Operational Security
The operational security policies detail how the security requirements are to be achieved. These policies explain how security practices are to be achieved for matters such as: data handling, mobile & remote working, disaster recovery and use of social media.
Security Management
The security management practices detail how the security requirements are to be managed and checked. These policies describe how information security is to be managed and assured for processes such as: information security incident response, asset management and auditing.

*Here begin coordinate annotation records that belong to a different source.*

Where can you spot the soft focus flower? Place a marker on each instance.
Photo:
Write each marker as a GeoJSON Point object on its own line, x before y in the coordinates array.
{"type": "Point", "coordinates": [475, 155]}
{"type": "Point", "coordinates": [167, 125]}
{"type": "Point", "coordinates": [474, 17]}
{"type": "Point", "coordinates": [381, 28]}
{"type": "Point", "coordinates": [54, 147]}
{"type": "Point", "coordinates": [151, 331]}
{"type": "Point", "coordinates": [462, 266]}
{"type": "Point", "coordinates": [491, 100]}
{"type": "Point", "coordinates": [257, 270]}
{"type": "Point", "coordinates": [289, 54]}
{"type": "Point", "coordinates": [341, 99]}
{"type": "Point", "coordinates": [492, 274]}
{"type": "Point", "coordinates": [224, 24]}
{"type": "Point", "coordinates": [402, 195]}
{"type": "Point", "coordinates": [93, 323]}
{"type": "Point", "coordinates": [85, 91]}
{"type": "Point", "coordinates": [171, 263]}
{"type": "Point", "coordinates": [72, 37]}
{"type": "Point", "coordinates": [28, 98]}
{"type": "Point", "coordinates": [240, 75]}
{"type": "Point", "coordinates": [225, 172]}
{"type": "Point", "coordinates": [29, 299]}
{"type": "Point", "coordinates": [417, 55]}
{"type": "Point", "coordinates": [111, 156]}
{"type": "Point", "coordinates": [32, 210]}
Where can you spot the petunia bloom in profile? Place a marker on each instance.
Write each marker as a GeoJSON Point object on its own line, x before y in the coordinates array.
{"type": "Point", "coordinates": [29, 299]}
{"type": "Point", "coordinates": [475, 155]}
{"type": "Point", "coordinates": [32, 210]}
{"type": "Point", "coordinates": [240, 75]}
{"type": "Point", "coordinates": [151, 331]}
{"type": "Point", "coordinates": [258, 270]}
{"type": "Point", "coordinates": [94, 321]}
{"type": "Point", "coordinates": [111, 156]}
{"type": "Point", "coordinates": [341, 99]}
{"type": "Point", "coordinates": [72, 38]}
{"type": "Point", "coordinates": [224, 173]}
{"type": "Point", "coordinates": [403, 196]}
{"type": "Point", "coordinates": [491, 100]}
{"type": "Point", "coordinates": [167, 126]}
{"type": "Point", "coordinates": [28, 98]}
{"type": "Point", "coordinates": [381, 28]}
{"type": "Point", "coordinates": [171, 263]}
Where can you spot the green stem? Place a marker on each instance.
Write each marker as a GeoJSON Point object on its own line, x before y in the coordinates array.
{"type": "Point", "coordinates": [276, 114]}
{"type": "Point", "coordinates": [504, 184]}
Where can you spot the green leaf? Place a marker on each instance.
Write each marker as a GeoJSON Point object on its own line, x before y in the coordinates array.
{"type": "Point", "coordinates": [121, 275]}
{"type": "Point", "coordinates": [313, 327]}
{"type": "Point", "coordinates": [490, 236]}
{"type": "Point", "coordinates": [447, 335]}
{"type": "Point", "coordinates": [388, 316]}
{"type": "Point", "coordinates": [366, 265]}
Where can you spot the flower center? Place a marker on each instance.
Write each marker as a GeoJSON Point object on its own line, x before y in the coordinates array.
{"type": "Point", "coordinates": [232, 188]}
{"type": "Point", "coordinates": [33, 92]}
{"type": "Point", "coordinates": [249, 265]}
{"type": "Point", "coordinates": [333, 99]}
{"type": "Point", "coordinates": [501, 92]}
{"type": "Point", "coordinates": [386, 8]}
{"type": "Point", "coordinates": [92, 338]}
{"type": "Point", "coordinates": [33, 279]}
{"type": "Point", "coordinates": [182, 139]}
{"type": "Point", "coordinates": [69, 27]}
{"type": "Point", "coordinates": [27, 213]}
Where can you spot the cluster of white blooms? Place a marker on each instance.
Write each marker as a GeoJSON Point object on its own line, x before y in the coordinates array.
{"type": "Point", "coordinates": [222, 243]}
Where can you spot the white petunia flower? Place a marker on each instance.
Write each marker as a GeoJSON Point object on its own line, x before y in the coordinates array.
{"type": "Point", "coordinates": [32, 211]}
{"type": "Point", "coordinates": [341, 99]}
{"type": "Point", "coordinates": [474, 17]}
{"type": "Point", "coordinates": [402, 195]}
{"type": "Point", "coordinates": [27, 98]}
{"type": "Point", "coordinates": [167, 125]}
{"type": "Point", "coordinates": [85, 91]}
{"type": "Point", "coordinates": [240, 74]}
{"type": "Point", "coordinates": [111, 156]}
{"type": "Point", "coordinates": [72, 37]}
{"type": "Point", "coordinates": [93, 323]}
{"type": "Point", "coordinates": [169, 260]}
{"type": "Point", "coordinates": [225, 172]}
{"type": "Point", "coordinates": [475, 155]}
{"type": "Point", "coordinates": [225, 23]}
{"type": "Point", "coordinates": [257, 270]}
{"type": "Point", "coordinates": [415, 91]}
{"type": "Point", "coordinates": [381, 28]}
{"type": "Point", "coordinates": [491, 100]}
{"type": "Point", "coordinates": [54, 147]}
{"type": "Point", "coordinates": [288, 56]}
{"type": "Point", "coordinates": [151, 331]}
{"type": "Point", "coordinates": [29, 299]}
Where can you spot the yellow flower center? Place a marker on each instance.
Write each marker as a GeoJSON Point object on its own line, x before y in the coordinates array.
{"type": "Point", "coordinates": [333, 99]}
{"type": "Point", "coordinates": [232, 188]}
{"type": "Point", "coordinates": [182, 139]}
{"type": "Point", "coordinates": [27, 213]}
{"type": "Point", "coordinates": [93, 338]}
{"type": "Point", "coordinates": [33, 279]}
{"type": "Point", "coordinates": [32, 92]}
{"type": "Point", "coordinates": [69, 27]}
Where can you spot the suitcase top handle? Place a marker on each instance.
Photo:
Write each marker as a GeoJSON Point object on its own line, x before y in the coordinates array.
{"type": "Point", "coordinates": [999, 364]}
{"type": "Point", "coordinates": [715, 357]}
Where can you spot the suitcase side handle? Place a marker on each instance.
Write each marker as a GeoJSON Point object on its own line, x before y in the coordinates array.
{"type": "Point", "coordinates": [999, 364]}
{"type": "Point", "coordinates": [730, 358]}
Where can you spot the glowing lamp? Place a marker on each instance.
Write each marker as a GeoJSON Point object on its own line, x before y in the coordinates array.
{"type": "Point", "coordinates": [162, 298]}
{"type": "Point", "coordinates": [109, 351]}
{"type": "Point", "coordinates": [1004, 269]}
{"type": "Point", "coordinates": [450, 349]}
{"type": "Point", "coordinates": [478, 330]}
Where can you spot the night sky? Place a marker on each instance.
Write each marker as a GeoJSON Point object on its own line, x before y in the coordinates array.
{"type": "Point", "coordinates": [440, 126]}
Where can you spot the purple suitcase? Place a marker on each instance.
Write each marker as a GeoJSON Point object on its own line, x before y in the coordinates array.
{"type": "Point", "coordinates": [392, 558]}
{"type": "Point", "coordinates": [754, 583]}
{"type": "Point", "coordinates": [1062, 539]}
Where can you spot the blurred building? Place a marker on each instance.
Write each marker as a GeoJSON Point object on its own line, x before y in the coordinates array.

List of Policies and Procedures
Risk Assessment Methodology
Data Protection Policy
Acceptable Usage Policy
Disaster Recovery Plan
Access Control Policy
Encryption and Cryptography Policy
Anonymization and Pseudonymization Policy
Human Resource Security
Asset Management
Incident Management
Backup and Retention
Information Classification
Business Continuity Policy
Logging and Monitoring Standard
Capacity Management
Media Management
Change Management
Password Policy
Clear Desk and Clear Screen Policy
Secure Development Policy
Cloud Computing Security Policy
Supplier Management
Configuration Management
Teleworking Policy
Data Loss Prevention Policy
Vulnerability Management
Compliance Requirements
Legislation
WYLD Global is obliged to abide by all relevant legislation. The requirement to comply with this legislation shall be devolved to employees and agents of WYLD Global, who may be held personally accountable for any breaches of information security for which they may be held responsible. WYLD Global shall comply with all relevant legislation appropriate.
Audit
Audit will be performed as part of the ongoing WYLD Global Audit Programme and the Information Security Officer shall ensure appropriate evidence and records are provided to support these activities at least on an annual basis.
Review
This policy and associated policies and procedures shall be reviewed at least annually by the reviewers. The Information Security Officer shall be responsible for ensuring the review is conducted in good order and follows due process for approval.
Management review will be performed at least annually
The Information Security Officer is accountable for providing the results of ongoing reviews of information security implementation across WYLD Global.